Mason men’s and women’s basketball teams finally have their own dedicated practice facility, thanks to the leadership of supporter Kathy McKay and her family. McKay’s gift, along with commitments from other loyal donors, enabled a $1 million renovation to the Recreation Athletic Complex. The renovation includes new hardwood courts, lighting, video capabilities, and bold Patriots branding.
“In the basketball-driven Atlantic 10 Conference, it is imperative that our teams have a dedicated space to develop and compete,” said Assistant Vice President and Director of Athletics Brad Edwards. “Thanks to the McKay family and other proud Patriots, that’s becoming a reality.”
Our goal is to be a world-class university that provides opportunities for all students, faculty, and staff to thrive.
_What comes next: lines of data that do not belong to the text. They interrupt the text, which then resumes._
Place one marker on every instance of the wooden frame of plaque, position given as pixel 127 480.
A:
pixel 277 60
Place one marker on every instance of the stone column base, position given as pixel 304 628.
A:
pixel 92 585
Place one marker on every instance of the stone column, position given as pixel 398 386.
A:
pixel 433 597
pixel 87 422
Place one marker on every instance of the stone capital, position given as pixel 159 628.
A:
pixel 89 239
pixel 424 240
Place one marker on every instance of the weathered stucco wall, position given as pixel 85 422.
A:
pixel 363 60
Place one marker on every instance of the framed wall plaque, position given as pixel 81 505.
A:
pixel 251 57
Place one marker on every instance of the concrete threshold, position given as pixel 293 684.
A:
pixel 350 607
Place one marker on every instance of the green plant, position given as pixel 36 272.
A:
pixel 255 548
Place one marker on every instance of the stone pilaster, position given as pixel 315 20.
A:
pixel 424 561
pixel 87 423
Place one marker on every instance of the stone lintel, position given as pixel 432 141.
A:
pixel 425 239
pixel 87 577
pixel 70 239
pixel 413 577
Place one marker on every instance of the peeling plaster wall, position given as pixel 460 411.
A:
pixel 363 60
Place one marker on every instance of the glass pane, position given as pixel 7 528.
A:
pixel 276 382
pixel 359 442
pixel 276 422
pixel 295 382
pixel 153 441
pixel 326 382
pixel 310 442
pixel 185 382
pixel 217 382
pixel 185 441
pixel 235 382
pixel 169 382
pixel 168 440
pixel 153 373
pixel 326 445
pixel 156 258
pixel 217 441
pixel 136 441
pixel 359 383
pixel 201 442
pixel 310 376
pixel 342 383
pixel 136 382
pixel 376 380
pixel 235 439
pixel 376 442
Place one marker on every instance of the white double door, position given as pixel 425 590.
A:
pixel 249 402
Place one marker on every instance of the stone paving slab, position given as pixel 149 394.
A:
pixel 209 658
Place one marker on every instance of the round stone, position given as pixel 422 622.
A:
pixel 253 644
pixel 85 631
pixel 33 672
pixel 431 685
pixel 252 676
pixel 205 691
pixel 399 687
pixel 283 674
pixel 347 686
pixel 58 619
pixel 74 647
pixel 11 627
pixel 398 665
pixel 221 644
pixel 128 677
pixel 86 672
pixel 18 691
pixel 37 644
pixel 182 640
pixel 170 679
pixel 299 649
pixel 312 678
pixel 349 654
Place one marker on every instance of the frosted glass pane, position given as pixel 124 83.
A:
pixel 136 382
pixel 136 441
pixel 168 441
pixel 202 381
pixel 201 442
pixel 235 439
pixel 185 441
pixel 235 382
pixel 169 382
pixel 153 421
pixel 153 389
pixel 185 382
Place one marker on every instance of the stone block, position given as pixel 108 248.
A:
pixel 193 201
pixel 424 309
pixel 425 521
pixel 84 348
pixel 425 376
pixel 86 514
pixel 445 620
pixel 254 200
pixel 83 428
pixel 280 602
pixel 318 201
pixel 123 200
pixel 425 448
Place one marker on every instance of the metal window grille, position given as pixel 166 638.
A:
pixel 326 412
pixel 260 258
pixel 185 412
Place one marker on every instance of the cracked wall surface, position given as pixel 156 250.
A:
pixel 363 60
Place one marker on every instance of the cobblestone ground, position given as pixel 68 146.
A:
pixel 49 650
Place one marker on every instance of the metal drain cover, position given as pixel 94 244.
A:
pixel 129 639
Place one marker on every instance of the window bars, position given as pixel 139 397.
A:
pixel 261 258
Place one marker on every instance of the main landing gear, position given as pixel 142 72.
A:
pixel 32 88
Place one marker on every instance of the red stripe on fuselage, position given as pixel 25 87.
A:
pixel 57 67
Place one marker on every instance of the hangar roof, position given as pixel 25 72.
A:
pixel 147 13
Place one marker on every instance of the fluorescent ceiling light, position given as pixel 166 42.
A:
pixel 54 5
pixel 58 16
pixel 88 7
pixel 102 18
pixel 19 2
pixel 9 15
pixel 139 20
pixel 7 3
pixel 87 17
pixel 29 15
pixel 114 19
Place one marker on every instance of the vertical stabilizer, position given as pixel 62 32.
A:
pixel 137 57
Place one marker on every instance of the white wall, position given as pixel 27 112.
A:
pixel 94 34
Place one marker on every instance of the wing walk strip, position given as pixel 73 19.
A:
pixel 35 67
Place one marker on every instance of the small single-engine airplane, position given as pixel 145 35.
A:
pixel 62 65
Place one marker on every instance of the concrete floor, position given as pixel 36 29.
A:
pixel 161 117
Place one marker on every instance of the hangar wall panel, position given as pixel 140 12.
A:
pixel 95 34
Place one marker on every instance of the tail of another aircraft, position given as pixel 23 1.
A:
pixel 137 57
To meet that goal, we must have a strong and sound financial position.
Through our new budget model, we have empowered our colleges, schools, and administrative units to make important decisions that position them for success. Further, we continue to see progress in Richmond, where state policymakers have helped us stay competitive with higher salaries for our faculty and staff and provided support for critical capital improvements for our campus of the future. This support included providing much-needed funding to replace Robinson Hall with a signature 21st-century facility, one that gives everyone in our community the space they need to succeed.
Mason’s reputation and our record of student success is the reason we are responsible for more than half of the enrollment growth in the Commonwealth of Virginia. Ultimately, we control our future, and together, we have made Mason a destination for excellence.